A CALL TO ALMS
Got up early in the morning - 6.30 am - very early for me, for the Monks Alms gathering in Luang Prabang, quite an institution these days. Then it was off to Nong Khiaw, a sleepy market village on the Nam Ou River, but with an impressive backdrop of soaring karst mountain scenery. Stay in a bungalow overlooking the bridge and forested slopes. Walk to Tham Pha Thok Caves, where villagers lived in the Second IndoChina War. Up wooden steps, bamboo ladders and then a steep slope. Very picturesque setting with the limestone peaks juxtaposed with rice paddies and bamboo huts. Another large spider in my room, but not as big as the tarantula in Guatemala.
To Muang Ngoi Neua by boat, to see if its changed that much over all these years. Still no road, so no motorbikes or cars, that's good. A bit of piece and quiet. Sand and dirt pathways lined with coconut palms. And guest houses and restaurants. Pleasant walk to caves and Huay Bo and Huay Sen villages through forest, across rice paddies and rivers. These were even quieter and some guys were staying overnight there. Ended up pretty filthy. More majestic karst mountain scenery.
For those who haven't read my book, generators go off in Muang Ngoi at 0930/1000 pm - then silence and darkness. Though you may hear some music coming from speakers from afar. Then you realise how much we all rely on electricity and how important a torch is. And no more noise until the cacophony of roosters and some monks banging on their drum at the nearby Wat. Yet another large spider in my room, but no rats as mentioned in LP. Where have they all gone?

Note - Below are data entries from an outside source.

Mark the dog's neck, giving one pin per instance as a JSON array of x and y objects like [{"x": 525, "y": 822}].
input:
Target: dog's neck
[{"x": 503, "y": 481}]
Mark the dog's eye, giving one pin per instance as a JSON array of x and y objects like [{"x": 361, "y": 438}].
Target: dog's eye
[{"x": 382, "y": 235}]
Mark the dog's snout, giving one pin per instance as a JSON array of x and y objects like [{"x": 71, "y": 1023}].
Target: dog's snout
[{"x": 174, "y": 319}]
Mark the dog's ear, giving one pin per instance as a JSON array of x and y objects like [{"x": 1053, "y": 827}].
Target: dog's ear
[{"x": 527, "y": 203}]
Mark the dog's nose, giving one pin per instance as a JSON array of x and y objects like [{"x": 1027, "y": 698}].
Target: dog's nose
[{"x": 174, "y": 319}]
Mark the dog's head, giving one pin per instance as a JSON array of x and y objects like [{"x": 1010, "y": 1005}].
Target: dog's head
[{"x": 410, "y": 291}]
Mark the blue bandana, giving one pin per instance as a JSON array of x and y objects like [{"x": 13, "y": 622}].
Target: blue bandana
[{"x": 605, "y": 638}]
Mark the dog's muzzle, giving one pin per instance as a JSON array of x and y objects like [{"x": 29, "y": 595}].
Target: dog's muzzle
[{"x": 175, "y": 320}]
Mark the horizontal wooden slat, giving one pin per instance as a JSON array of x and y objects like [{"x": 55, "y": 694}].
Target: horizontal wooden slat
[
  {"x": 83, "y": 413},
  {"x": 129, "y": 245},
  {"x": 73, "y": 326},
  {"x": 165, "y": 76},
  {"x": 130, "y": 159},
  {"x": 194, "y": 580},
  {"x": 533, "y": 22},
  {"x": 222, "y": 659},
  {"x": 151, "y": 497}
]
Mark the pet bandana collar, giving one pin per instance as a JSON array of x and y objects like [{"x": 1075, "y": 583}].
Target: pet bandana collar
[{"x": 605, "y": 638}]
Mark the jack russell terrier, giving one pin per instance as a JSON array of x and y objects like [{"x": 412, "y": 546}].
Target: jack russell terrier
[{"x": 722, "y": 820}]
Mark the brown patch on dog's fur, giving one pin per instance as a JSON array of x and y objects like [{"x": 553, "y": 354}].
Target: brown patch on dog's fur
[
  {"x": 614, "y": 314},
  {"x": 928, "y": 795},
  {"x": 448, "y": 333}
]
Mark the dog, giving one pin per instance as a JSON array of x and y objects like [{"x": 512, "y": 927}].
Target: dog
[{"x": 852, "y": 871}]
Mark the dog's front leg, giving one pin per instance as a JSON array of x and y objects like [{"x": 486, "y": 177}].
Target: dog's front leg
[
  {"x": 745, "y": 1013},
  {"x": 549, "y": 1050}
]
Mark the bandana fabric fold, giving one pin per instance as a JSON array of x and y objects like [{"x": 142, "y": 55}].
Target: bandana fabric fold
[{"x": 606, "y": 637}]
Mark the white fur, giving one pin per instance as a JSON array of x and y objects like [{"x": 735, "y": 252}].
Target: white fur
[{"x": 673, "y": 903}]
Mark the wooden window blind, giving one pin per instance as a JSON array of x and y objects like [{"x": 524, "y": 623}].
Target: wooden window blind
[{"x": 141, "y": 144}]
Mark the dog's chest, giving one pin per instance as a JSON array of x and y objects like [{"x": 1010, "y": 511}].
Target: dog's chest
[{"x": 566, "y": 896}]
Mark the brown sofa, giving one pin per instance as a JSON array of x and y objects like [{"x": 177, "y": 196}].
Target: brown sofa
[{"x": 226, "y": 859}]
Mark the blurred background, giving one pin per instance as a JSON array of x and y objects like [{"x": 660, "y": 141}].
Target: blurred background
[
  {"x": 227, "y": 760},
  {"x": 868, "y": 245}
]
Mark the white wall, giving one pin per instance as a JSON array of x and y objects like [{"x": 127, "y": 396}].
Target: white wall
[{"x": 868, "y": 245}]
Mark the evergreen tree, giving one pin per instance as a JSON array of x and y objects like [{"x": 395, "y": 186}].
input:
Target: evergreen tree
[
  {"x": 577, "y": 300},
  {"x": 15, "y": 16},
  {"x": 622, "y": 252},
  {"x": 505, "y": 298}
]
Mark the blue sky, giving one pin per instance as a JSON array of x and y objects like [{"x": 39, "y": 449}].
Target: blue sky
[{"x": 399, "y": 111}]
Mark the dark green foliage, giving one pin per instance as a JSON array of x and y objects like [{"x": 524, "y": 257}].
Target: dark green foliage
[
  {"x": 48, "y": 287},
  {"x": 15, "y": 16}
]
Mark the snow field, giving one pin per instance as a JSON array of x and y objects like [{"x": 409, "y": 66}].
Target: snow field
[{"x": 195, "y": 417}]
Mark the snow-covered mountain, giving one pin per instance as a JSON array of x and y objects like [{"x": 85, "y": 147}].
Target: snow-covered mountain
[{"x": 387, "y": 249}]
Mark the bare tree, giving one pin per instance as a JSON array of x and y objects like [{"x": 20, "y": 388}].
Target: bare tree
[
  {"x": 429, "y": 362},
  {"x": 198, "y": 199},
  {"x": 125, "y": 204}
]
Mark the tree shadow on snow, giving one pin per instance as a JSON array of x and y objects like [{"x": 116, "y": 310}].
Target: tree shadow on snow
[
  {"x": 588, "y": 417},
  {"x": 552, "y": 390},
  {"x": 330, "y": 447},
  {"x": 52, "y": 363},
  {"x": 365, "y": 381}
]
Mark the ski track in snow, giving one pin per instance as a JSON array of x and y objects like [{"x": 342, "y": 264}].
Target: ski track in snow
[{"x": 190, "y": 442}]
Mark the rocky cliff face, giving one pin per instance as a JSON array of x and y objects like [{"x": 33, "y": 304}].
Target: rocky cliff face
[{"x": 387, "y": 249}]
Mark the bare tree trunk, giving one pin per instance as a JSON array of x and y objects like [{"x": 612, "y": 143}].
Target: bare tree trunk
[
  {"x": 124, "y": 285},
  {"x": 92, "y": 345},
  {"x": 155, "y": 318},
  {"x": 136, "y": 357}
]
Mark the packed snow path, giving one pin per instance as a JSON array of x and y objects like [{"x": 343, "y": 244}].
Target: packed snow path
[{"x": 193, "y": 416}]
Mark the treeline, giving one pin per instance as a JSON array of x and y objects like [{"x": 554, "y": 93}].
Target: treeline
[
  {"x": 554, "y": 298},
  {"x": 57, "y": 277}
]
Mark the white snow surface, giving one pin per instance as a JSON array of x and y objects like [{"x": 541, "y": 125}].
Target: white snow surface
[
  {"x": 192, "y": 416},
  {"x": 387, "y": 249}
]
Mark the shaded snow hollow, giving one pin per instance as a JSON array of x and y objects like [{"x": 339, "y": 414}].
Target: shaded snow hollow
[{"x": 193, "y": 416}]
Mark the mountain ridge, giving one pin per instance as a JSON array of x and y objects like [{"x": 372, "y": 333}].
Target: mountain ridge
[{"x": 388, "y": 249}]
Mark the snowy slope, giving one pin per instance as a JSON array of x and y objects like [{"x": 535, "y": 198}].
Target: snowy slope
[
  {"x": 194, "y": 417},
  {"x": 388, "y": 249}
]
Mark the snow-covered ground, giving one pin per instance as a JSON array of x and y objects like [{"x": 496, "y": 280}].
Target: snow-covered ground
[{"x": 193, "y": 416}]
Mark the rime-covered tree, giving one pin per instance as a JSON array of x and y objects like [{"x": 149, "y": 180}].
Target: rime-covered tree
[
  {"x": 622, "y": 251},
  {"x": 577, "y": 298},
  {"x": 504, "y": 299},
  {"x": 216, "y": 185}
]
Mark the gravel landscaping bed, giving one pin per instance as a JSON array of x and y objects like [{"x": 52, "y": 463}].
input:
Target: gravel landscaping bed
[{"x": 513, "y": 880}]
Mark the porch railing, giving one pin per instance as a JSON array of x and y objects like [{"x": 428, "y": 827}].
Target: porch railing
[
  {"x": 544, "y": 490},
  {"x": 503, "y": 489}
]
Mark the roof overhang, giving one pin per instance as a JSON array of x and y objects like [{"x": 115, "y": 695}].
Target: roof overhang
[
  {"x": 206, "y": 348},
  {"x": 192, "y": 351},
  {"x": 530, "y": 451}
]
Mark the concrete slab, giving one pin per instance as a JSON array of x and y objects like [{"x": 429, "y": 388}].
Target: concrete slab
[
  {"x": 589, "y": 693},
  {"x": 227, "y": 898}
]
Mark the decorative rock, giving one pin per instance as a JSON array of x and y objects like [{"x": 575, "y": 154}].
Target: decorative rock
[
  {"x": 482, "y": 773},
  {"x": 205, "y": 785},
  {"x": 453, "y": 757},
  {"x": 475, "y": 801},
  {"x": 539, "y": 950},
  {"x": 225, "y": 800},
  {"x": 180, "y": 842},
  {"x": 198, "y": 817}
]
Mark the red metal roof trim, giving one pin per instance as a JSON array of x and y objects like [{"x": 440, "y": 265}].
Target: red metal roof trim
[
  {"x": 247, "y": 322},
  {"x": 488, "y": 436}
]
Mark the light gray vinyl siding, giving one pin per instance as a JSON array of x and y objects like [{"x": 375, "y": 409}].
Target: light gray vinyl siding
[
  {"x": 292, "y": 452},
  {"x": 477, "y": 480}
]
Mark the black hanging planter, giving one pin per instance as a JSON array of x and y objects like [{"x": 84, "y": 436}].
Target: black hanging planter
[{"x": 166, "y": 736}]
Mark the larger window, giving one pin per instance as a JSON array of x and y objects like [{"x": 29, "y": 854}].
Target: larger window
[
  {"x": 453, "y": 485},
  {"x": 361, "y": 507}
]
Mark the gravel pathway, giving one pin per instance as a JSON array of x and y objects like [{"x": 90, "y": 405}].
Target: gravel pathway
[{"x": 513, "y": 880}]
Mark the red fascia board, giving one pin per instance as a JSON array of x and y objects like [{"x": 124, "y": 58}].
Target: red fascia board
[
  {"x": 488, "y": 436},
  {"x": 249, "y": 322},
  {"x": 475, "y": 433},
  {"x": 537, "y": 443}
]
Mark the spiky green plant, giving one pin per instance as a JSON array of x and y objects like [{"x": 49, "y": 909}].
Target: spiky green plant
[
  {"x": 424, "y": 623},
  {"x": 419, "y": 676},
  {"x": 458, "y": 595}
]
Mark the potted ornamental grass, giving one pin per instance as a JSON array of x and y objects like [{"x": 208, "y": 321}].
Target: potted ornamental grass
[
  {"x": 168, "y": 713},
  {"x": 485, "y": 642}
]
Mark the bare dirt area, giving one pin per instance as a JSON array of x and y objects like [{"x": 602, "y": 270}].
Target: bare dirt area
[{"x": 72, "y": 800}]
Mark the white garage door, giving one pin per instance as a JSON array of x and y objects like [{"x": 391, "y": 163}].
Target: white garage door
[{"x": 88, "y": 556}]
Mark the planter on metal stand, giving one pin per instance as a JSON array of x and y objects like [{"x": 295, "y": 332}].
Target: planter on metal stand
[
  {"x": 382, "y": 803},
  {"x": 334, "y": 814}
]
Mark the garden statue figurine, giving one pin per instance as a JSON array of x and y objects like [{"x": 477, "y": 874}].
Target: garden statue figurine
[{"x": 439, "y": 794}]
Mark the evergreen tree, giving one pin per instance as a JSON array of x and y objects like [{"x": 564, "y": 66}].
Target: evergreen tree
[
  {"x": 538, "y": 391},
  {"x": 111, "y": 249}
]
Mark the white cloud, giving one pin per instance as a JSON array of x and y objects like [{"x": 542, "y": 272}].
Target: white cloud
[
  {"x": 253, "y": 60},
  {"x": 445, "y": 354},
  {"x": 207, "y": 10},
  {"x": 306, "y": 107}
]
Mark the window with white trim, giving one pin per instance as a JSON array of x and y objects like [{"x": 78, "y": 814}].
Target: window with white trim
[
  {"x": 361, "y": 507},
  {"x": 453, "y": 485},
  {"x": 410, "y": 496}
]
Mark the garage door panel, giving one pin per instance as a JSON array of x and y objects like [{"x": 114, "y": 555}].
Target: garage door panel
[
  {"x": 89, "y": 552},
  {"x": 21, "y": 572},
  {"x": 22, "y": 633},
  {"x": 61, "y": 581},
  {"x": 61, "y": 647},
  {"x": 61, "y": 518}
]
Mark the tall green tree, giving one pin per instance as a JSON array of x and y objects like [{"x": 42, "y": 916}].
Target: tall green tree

Back to Nong Khiaw by boat, but we had to get off half way and walk over some sand bars, so the boat could negotiate shallow water. Then it was on the bus to Luang Prabang, courtesy of some very uncomfortable plastic seats we had to sit on. Decided against going to Sam Neua - by all accounts its a pretty hellish - and very long - journey. Maybe another day.
The trip to Phonsavan was pretty hairy at times, what with all the hair - pin bends, up and down, round and round. But it will never match the Trans-Flores Highway. A lot of slash and burn devastation. As well as the degraded environment, destruction of habitat and soil erosion, also a major contributor to greenhouse gas emissions.
Uncle Sam's Secret War
Between 1964 and 1973 1.36 metric tonnes of ordnance dropped on Laos, the equivalent of 14 Aircraft Carriers or 2 Golden Gate Bridges. Up to 30% did not detonate and as a result 13,000 people have been killed or maimed since the war ended, mainly children. Laos is the most bombed country in history - the north to stop the Pathet Lao Communists, the south to disrupt the Ho Chi Minh Trail.
Cluster bombs - bombies - were used, with exploding ball bearings. One villager said 'The bombs fell like a man sowing seed.' Watched a couple of interesting DVD's on the subject - history of the war and bomb disposal teams. Check out http://maginternational.or
Cluster bombs have also been used in Lebanon, Kosovo, the Gulf War and Afghanistan. See also my book pages 48-62 on Laos.
Plain of Jars
The plain consisting of a plateau with hummocky hills is some 1000 metres above sea level, so quite cool at nights. The jars, of varying sizes, carved mainly from sandstone boulders, but some granite, are said to be over 2000 years old. They could have been used as sarcophagi, wine fermenters, or for rice storage. One contained a bronze human statue. The largest jar weighs 6 tonnes. Went to 3 individual sites and also saw the remains of a Russian-built tank. The plain itself is rather denuded of trees, exposing bare red soil, and with the few gum trees that have been planted making it rather reminiscent of outback Australia.
At sunset went for a walk to the Lao and Vietnam War Memorials, the stupas containing the bones of the soldiers who were killed. 6th March - to Vang Vieng.
N.B. Kip banknotes (Lao Currency) are a real hassle. The 2000 and 10000 notes (worth about 16p and 80p respectively), blue in colour are almost identical, as are the 20000 and 50000 (1.6 and 4), red in colour.